Obama's plan to bail out everything is making the bond markets nervous. The yield on 10-year Treasuries had shot up almost a full percentage point since the end of December. This pushes up the cost of borrowing for everyone, but more importantly for the government and Fannie Mae and Freddie Mac, the US housing giants, just when they'll need to borrow most.
The US is already facing a $1 trillion deficit this year, without even factoring in the cost of the stimulus bill, some $800 billion plus, or the coming bank bailout, likely to be somewhere similar, though these will be stretched out over several years. Still, dude, that's a lot of fucking debt.
One actual bright side of the financial crisis has been that people have piled into safe assets like US Treasuries en masse, driving down the immediate cost of borrowing since investors have merely sought a return of capital, rather than a return on it. This, obviously, will not last.

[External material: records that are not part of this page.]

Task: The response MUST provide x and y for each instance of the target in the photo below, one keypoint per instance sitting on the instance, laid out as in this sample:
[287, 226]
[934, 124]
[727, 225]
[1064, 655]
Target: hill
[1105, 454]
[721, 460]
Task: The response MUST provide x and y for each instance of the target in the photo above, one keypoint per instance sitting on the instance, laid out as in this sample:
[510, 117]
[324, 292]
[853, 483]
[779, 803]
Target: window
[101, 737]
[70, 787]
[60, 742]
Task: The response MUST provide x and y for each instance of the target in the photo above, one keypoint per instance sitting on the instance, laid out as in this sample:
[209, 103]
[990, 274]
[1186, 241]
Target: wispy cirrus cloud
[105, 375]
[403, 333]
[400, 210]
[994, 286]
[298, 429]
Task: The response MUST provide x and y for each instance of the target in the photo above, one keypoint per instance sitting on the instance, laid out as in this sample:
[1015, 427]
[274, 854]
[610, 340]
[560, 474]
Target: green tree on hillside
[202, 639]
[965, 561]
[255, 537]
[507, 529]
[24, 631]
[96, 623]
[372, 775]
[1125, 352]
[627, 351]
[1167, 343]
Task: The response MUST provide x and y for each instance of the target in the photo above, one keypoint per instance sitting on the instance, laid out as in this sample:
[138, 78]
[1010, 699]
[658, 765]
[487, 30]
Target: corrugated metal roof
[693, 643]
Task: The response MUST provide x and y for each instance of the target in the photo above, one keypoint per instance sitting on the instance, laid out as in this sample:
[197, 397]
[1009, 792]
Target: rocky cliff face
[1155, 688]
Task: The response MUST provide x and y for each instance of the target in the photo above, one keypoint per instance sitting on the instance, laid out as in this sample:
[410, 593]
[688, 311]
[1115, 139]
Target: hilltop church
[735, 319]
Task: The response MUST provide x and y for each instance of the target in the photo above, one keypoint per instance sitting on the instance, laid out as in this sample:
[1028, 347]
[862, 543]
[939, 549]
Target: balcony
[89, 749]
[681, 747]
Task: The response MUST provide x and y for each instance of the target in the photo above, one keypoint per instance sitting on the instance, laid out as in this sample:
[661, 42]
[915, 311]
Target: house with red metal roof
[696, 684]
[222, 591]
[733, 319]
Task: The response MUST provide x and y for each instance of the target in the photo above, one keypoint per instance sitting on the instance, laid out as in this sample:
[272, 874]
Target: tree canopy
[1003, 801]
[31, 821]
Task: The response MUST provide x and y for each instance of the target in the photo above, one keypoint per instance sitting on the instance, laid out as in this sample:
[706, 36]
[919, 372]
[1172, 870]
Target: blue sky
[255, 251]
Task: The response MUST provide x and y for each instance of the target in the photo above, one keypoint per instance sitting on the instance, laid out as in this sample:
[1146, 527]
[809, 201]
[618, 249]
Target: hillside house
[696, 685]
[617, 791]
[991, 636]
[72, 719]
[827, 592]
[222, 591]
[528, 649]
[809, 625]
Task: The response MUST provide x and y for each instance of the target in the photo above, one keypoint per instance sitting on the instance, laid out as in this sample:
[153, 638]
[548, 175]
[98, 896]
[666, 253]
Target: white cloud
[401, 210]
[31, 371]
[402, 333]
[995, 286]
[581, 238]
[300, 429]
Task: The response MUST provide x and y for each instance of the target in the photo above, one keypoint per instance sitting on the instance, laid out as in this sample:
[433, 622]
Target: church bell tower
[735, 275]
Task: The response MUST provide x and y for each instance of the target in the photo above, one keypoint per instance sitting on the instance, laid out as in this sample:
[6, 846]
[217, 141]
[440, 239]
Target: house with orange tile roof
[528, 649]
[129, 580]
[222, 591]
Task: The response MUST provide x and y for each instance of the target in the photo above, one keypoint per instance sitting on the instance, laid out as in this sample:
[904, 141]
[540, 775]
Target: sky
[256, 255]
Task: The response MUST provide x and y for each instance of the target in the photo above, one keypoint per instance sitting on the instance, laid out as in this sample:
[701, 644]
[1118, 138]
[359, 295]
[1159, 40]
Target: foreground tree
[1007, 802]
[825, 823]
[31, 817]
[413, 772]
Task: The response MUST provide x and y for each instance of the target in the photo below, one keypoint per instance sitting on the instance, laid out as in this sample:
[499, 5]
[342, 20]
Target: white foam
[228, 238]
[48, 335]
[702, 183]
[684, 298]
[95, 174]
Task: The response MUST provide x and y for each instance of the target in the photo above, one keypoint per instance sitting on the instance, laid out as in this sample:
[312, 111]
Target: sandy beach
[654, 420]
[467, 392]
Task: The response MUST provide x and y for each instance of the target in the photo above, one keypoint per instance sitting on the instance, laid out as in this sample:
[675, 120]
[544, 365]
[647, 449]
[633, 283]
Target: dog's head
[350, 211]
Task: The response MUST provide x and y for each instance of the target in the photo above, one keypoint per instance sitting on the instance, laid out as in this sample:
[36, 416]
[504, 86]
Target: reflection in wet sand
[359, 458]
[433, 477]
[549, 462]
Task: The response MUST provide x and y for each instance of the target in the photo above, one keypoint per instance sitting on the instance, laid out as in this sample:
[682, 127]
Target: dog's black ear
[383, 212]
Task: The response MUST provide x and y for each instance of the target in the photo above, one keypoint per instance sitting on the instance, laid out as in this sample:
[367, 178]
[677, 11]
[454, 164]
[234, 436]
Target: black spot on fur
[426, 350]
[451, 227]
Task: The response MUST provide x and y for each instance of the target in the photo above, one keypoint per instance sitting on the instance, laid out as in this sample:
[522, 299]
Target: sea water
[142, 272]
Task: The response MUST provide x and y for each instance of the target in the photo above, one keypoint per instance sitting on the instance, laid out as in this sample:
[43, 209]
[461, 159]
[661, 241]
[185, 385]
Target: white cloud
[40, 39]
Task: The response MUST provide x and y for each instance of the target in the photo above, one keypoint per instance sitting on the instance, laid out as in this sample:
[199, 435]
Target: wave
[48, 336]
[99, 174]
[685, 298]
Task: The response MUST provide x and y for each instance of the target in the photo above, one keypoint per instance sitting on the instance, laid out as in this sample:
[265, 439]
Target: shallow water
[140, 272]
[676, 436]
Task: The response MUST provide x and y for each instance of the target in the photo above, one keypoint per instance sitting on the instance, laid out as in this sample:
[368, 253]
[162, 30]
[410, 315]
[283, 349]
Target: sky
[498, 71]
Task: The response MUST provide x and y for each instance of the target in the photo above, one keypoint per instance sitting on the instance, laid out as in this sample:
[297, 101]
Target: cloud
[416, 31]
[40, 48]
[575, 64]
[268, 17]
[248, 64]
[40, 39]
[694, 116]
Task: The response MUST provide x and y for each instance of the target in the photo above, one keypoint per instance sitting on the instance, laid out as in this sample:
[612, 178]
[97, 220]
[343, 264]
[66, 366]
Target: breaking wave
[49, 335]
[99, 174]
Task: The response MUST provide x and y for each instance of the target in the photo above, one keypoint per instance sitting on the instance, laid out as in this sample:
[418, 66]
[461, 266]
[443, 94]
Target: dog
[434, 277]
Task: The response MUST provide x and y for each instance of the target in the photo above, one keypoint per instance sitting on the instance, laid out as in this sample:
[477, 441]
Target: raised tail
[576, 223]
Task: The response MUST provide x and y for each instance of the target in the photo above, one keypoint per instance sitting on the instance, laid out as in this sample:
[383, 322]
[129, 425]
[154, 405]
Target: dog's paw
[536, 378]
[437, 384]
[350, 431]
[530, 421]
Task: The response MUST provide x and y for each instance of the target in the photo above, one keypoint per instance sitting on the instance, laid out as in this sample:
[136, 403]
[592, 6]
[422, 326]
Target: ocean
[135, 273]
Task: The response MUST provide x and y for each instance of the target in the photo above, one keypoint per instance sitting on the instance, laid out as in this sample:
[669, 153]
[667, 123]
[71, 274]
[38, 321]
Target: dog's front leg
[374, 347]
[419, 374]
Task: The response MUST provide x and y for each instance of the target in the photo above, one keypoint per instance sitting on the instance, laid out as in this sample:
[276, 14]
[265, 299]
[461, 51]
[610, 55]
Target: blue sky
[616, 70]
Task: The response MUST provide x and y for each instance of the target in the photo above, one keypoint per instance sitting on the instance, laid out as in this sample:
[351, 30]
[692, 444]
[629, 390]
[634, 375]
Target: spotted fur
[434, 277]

A painful irony is that the measure of success against the financial crisis is investor's willingness to buy something else other than safe government securities. As they shift out of those, which is what we want, remember, they will inevitably push up government borrowing costs just after we've taken on those gargantuan debt levels. Moreover, any unwinding of global imbalances will require China to save less, meaning fewer purchases of US Treasuries, exacerbating government borrowing costs even further.
As I alluded to earlier, Ben Bernanke has an ace up it's sleeve to deal with this epic problem. Actually, he has an infinite number of aces up his everywhere. The Fed can print money and buy US government securities to drive rates back down, which it seems likely to do shortly. What this means long-term for the dollar and inflation prospects I don't even want to think about. Still, all very exciting.